Moore Notes 12 1 10
From OpenWetWare
Jump to navigationJump to search
Group Call
- PhylOTU paper accepted at PLoS Comp Bio
- Tom is handling proofs
- Protein Db/AMPHORA 2
- Guillaume is parsing results
- Pipeline is fairly stable
- Testing on GOS data (for Steve's paper) - new code, but old gene list still
- Parallelized tree building program
- Working with Aaron on a short read strategy
- No unassembled reads are getting picked up by BLAST search with 25 representatives for each marker
- With Illumina data
- New marker list
- Tom: it is possible that those markers are not present in the data set - check with Aaron
- Sam: start with conditions where you do recover the hits, then back off
- Assembly with Velvet, then run assembled contigs through AMPHORA
- Niche mapping
- Tom's analysis of correlation between 1/2 degree remote data and observed metadata at sampling sites plots
- Unit scale is not identical for all pairs (hopefully they are proportional)
- If either data set had a NULL value, data point was thrown out
- Shorelines had a lot of NULL values
- Silicate had a lot of NULL values (Josh: should be similar to phosphate - check)

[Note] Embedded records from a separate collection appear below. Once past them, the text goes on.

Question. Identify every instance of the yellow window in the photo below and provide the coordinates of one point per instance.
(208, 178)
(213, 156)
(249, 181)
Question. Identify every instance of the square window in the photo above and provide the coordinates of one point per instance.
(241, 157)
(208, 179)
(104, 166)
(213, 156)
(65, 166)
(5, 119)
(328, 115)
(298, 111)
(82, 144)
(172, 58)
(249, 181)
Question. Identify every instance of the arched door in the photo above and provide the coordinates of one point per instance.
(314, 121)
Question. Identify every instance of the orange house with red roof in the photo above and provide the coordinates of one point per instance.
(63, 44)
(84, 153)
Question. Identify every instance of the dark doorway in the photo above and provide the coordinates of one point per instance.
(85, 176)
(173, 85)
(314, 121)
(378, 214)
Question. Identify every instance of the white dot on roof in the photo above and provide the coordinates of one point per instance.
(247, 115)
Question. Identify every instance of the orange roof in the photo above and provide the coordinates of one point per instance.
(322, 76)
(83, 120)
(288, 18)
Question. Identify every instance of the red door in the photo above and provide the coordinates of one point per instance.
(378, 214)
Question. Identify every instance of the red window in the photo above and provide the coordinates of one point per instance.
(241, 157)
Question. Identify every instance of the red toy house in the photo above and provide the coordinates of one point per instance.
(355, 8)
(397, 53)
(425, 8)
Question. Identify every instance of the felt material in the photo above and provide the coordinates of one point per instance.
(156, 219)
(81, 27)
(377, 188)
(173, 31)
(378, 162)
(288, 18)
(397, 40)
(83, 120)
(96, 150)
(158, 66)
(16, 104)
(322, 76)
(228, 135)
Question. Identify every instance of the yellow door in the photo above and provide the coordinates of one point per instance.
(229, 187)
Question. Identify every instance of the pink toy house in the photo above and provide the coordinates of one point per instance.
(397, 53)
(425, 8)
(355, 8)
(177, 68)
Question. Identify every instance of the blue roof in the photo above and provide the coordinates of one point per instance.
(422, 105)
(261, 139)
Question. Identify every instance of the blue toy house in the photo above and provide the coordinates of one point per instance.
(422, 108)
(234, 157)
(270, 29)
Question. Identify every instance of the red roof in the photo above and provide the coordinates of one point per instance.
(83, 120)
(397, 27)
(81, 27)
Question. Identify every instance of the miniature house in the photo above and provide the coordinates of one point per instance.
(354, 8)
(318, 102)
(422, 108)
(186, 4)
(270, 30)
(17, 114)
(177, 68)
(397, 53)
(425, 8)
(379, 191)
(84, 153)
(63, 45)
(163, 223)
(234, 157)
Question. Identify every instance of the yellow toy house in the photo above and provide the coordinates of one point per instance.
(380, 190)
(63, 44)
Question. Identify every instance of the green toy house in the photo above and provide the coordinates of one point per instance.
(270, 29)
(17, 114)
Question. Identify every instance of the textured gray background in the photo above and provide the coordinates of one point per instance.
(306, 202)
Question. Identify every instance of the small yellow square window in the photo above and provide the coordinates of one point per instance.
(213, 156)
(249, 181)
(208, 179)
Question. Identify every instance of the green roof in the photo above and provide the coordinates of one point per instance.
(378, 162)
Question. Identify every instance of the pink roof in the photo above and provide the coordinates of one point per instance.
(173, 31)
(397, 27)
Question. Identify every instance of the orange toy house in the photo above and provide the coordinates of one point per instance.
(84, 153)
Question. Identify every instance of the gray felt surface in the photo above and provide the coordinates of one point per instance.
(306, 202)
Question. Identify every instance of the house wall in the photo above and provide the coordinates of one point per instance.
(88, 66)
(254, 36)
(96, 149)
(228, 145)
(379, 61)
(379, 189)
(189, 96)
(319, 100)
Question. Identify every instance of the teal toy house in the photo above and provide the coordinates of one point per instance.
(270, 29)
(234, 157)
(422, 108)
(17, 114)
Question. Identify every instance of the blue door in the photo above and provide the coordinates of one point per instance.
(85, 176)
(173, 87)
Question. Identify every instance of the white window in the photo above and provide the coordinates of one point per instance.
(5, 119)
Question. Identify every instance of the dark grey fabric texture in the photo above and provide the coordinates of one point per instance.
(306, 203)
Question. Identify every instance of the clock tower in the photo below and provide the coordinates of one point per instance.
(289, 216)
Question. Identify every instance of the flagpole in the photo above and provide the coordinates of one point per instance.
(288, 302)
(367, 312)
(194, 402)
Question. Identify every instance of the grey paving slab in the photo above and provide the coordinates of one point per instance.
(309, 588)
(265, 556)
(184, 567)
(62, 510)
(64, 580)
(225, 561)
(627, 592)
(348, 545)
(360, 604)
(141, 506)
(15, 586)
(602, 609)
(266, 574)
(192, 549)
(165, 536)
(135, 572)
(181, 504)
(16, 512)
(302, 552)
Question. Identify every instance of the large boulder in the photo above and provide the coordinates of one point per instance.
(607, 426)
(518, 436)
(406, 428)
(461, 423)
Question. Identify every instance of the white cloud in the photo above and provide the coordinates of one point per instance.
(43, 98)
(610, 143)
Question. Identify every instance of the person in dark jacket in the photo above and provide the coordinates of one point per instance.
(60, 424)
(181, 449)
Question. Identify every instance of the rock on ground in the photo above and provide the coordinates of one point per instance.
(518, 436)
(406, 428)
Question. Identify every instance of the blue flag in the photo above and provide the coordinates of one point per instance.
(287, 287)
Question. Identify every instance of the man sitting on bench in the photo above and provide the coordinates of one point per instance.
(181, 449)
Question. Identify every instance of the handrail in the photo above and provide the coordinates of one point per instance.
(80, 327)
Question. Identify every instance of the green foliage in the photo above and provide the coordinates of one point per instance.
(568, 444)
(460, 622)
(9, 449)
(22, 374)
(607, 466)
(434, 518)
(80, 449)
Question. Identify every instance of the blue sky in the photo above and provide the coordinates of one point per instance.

- All correlations are significant and positive (except silicate)
- Temperature and salinity are the strongest
- Time of sampling is important
- Positive correlations suggest that averages are robust
- Should check if variances are correlated too
- James: Local and long term average are probably both important for determining community structure
- Did filter MICROBIS for <150m
- Many unexpected data points in MICROBIS, e.g., very high temperatures might be a units problem
- Josh added variability of environmental variables as layers in maxent
- Variance has been shown to impact richness
- Obtained remote variability data on temperature and salinity
- Other predictors have variability for some locations, but not good coverage of ocean
- Re-ran all analyses
- Maps are not changed much
- Stronger evidence for high richness in regions with mixing and boundary currents
- Low diversity off W. Africa and Arabia are still there - these are likely due to low sampling in those environments
- Verifying richness predictions using locations with a lot of sampling (versus Chao) plots
- Maxent and Chao are similar for order, class, and phylum. Not great for family
- Chao is generally below maxent
- Makes sense since Chao is unbiased for the lower bound of richness
- One outlier point is probably the same sample in all four plots - check
- Sites with many reads are right on the correlation line
- Chao is close to real richness at these locations, but is off when there are not many reads (expected)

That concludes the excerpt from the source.